Après
« Autour
du Brexit, cet effet Trump aux normes européennes »,
jettons un oeil sur la victoire électorale de Donald Trump et la
défaite de Hillary Clinton dans la course à la Maison Blanche.
Les
médias ont éludé le pays réel et les instituts de sondage sont
littéralement aveugles sur les réseaux sociaux (Facebook, Twitter,
Instagram, Google+, etc).
Entre ces deux terra incognita, journalistes et prévisionnistes ont
pris leurs désirs pour des réalités – ou leurs vessies pour des
lanternes, garantissant une victoire quasi certaine et écrasante de
Hillary Clinton jusqu'au soir du 8 novembre (194
médias américains sur 200 avaient soutenu Hillary Clinton).
L'éventuelle
autocensure politiquement correcte des sondés ouvertement ou
potentiellement pro-Trump aurait-elle induit les instituts de sondage
en erreur ? Les sondages par appels téléphoniques sur des
lignes fixes ont-ils encore un sens à l'ère des smartphones, des
tablettes et des apps
Android/iPhone ?
Donald
Trump estime
que
« les
réseaux sociaux [...]
l'ont aidé à gagner des Etats où ses adversaires démocrates
dépensaient beaucoup plus d'argent que lui. »
Le
milliardaire comptabilise 28 millions d'abonnés sur Facebook,
Twitter et Instagram contre 10 millions pour Hillary Clinton. Selon
une étude
du Pew Reasearch Center,
68% des Américains sont des utilisateurs réguliers de Facebook –
réseau/média social préféré de loin à Twitter, Instagram et
Google+, 76% d'entre eux consultent quotidiennement leurs flux
d'actualités et la moitié d'entre eux en usent comme un média
d'informations.
Les
réseaux/médias sociaux accélèrent-ils drastiquement la formation
des opinions et les réorientations des intentions de vote ?

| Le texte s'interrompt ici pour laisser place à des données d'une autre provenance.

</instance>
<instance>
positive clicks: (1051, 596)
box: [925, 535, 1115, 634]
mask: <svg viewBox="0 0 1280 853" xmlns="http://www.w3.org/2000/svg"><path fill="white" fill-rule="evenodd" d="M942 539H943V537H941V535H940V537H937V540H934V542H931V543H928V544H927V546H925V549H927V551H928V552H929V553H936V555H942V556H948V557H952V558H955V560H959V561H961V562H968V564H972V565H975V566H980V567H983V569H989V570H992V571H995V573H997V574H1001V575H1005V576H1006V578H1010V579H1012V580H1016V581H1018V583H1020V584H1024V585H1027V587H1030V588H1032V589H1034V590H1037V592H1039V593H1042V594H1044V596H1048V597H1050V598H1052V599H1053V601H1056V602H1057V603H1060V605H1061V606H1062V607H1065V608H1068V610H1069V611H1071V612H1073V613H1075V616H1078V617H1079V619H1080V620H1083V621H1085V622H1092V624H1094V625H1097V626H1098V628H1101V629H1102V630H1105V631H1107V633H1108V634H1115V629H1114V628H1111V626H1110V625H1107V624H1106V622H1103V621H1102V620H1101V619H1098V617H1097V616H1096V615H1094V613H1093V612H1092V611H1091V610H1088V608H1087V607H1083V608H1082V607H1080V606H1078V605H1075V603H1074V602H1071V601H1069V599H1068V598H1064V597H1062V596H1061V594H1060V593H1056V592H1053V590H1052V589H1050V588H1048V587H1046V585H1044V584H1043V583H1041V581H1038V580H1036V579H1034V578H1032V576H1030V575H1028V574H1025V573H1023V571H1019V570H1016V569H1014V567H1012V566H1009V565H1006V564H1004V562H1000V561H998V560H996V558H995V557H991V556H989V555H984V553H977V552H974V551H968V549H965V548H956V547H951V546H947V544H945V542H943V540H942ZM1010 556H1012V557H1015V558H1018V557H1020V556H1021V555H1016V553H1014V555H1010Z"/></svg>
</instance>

À l'ère du temps Internet, une campagne électorale se joue-t-elle
sur quelques heures / jours ou en temps réel (comme ce fut le cas
pour le Brexit) ?
Facebook
a été directement ou indirectement accusé à plusieurs reprises –
notamment
par l'ex-président Obama
– d'avoir grandement contribué à l'élection de Trump en
diffusant des « informations fausses ou trompeuses ».
En effet, les « bulles de filtres » sur les réseaux
sociaux favorisent largement des informations peu ou prou conformes
aux opinions / préférences de chaque utilisateur alors tenu à
l'écart de la diversité des perspectives et des débats d'idées et
donc constamment sujet à un biais de confirmation et à une
« illusion
de la majorité ».
Ainsi, la possibilité qu'un candidat aussi hors-normes que Trump
soit élu a certainement échappé à de nombreux journalistes, également utilisateurs réguliers de Facebook, Twitter, Instagram,
Google+, etc.
Peut-on
croire un instant que les réseaux sociaux en général et Facebook
en particulier soient au cœur de la défaite de Madam Secretary
? Qu'en est-il des lames de fond au sein de l'Amérique profonde ?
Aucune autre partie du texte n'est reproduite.